Evolution of the WSOP

It’s late March, but you wouldn’t know by the way poker rooms are already hawking their World Series of Poker prize packages.  And with the way the new WSOP format plays out with the final table taking place in June, it seems like it wasn’t that long ago when the Main Event ended.  All of this got me thinking about the WSOP and how far it has come since it’s inception in 1970.

Back in ‘70 the WSOP began as nothing more than a small invitation event that satisfied Benny Binion’s curiosity of who the world’s best poker player was.  The funny thing about this event was that it had start and stop times and the winner was not determined by who had the most chips, but rather a secret vote among players.  And the WSOP would remain in this low key fashion for well over a decade.

In fact, it was not until the 80’s that the WSOP’s number of participants would break the century mark (no wonder Layne Flack questions Doyle Brunson’s gold bracelet total).  Eventually, the WSOP Main Event would start being featured on television and on mainstream networks such as ESPN.  The movie Rounders further popularized the WSOP by showing footage from the ‘88 Main Event during the flick.
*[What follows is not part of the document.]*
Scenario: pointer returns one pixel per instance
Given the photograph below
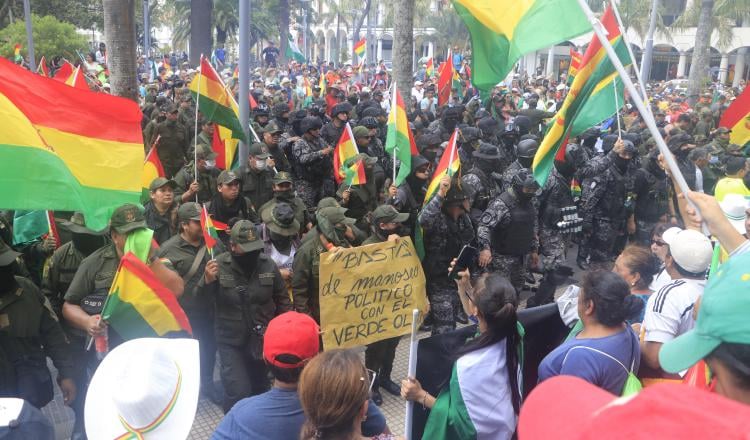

But no one would have ever guessed what the WSOP would become after 2003 when a little known accountant by the name of Chris Moneymaker lived up to his name by winning the ‘03 Main Event and $2.5 million.  This victory set off a phenomenon where everyone thought they could be a WSOP champion and poker rooms played it to perfection.  Now many of poker’s biggest stars make their name through the Main Event and the number of participants is over 6,000 as of ‘08.  I can’t wait to see how much it will grow in 2009!